Ground on the plant is expected to be broken in mid-2020.

The development and continued advancements in battery and energy storage technology as it expands to other implements and becomes more and more part of the landscape of the U.S. presents Ohio a unique opportunity.

“How do we leverage this opportunity? How do we think educationally from a research and development point of view, from a community point of view, how to build that ecosystem that can turn this into something more than just one facility?” Husted said. “That is how we have to think about this opportunity.”

It’s going to take the community, state, education and private sector partners to take advantage of the opportunity. Part of it is turning this part of Ohio into a center for research and development and job training in the industry. Another part is making LG Chem feel welcome.

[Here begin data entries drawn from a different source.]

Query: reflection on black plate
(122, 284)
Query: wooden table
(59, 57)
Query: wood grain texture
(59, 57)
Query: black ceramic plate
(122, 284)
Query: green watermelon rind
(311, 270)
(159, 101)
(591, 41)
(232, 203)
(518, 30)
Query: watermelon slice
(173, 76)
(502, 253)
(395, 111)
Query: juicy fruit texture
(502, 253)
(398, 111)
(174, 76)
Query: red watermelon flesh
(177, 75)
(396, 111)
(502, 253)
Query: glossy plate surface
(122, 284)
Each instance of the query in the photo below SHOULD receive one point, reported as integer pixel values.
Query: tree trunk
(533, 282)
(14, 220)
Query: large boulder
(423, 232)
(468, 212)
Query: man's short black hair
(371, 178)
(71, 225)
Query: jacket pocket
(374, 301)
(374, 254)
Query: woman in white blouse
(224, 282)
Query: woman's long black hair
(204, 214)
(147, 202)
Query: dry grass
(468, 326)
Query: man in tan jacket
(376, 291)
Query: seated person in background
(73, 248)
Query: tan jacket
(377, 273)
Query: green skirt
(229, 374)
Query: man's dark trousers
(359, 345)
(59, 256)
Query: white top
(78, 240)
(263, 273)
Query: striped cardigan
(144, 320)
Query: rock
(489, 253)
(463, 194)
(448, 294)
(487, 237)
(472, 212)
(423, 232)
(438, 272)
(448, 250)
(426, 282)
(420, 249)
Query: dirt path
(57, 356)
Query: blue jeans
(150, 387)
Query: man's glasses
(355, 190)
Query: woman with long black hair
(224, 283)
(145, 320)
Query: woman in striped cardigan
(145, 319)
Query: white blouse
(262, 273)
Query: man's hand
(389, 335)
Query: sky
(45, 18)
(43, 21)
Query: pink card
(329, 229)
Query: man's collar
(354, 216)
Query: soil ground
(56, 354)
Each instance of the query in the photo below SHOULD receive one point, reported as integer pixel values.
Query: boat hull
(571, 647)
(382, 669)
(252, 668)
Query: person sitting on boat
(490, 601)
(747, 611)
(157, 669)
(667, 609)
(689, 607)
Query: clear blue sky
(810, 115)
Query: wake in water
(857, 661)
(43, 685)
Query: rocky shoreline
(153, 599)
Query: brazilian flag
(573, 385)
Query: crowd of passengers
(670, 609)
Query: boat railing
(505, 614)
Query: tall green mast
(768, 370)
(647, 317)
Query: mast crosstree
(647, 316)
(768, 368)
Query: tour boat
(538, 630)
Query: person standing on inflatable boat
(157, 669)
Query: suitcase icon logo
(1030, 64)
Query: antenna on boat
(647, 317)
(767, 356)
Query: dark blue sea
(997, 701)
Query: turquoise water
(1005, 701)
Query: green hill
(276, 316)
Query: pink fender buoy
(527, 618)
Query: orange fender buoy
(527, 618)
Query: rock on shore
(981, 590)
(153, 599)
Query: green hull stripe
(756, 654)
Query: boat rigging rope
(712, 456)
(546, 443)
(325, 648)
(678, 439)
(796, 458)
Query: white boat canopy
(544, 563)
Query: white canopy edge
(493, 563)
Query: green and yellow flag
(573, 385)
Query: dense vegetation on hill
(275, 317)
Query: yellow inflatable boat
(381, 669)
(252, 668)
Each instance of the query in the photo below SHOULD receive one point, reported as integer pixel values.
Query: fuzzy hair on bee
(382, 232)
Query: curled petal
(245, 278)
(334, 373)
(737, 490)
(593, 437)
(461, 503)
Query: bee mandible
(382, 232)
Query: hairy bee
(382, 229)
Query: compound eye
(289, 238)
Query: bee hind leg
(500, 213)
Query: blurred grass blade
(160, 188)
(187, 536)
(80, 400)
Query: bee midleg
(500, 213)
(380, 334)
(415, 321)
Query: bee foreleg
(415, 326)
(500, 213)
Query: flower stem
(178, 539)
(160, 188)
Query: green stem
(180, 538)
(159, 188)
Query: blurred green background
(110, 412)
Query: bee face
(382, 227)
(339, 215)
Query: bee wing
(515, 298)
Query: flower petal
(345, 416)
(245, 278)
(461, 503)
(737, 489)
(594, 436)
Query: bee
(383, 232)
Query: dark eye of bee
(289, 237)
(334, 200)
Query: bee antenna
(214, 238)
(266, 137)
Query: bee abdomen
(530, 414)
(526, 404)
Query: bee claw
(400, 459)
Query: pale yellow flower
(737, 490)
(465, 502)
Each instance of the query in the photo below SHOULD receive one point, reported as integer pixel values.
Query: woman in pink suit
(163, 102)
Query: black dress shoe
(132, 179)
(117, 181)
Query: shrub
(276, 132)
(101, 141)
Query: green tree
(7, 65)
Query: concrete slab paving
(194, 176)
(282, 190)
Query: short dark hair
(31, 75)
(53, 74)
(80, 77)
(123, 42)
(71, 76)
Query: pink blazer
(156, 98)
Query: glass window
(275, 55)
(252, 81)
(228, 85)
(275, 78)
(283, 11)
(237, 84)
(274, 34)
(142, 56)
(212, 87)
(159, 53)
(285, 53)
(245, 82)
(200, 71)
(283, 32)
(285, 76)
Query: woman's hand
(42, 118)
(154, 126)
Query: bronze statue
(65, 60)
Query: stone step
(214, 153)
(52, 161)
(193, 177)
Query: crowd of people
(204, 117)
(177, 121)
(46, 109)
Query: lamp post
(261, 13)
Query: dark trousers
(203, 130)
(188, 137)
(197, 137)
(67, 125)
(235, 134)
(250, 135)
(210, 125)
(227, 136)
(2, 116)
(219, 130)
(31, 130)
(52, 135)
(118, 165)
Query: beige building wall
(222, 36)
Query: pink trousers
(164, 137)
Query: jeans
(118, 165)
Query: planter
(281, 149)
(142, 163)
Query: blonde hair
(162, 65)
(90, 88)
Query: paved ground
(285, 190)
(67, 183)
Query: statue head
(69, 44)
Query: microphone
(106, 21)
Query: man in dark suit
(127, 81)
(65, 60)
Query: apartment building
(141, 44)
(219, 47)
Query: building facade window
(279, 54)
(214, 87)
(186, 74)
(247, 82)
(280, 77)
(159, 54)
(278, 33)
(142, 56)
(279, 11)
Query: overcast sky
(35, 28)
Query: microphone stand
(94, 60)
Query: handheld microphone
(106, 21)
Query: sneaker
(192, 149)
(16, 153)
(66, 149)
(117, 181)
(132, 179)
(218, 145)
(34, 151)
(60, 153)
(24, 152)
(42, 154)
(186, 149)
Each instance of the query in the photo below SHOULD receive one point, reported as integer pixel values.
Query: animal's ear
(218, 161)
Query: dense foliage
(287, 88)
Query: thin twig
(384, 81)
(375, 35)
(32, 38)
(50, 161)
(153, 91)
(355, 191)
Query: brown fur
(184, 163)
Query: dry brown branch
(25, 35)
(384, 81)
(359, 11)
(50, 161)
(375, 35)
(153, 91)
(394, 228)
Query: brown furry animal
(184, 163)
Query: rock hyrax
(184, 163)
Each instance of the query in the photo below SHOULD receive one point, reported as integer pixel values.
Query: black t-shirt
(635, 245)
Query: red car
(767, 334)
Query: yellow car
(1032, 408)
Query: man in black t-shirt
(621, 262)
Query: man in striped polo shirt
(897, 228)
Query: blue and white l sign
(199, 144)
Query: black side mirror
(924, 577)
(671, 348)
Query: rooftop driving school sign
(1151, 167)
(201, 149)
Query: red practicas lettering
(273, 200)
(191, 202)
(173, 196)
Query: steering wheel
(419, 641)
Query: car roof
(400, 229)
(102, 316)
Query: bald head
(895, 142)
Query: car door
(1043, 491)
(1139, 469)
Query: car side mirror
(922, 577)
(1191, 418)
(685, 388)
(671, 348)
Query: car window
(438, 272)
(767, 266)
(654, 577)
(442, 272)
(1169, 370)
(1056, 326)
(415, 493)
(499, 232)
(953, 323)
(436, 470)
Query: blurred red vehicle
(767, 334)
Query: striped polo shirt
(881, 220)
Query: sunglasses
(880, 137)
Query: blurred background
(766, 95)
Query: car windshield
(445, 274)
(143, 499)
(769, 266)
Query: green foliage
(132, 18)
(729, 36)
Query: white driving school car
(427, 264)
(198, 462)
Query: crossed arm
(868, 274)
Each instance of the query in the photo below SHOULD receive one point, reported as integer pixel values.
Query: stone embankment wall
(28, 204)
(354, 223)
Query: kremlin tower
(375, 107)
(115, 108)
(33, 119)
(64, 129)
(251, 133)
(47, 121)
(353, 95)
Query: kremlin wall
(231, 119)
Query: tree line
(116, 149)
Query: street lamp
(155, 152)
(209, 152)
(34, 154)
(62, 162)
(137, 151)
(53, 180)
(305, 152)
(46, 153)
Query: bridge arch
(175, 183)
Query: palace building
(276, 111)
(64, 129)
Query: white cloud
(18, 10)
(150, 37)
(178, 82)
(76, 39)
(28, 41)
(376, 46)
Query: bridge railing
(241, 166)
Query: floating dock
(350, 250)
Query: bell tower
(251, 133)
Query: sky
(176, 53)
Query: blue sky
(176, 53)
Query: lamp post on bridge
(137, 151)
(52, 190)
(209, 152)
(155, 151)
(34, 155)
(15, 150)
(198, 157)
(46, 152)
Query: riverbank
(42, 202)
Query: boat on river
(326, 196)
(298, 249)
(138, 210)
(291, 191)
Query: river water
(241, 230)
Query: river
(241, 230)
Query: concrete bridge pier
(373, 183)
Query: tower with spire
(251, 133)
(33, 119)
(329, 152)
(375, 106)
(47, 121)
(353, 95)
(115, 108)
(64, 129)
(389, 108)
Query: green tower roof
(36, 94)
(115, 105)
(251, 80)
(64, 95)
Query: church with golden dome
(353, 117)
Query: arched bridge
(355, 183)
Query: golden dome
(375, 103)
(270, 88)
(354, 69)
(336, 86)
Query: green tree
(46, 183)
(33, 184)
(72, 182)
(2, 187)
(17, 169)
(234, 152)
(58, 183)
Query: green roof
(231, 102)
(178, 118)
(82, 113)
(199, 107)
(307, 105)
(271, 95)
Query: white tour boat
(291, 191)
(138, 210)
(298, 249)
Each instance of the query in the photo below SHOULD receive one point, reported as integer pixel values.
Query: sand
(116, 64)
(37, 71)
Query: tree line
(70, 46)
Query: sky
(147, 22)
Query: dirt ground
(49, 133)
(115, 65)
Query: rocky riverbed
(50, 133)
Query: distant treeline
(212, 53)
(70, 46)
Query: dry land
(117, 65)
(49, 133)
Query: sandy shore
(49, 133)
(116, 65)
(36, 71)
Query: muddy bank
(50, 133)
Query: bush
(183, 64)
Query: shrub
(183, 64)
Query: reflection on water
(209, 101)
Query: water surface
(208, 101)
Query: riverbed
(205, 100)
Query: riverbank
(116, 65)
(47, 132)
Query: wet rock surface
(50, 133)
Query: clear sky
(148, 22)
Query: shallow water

“They have the technology, they have the expertise in this space more so than GM does. So we want LG Chem, we want to talk about them, too. We want to be great partners with them, too. We want them to make the Mahoning Valley feel like their home away from home and make them feel welcomed and appreciated so they will want to tell people they do business with in Korea about what a great place Ohio is and the Mahoning Valley is to them,” Husted said.

It was a year ago Nov. 26 that GM announced its plans to idle Lordstown and some other U.S. plants in a shift toward truck, SUV and electric vehicle production. The last Cruze was produced March 6.

The United Auto Workers union wanted a new car line.

Gov. Mike DeWine and Husted, shortly after the inauguration in January, met with Barra in Detroit. But it was evident then GM was not going to assign a new vehicle to the Lordstown plant.

“They made it very clear at that point that they were not assigning another product. People were saying because that’s what the UAW wanted, nobody was going to work against their wishes, but internally, it was pretty clear to us, it was made pretty clear to us … that that was not going to happen based on the information we had,” Husted said.

Most of the 1,500 or so UAW Local 1112 members transferred to other GM plants.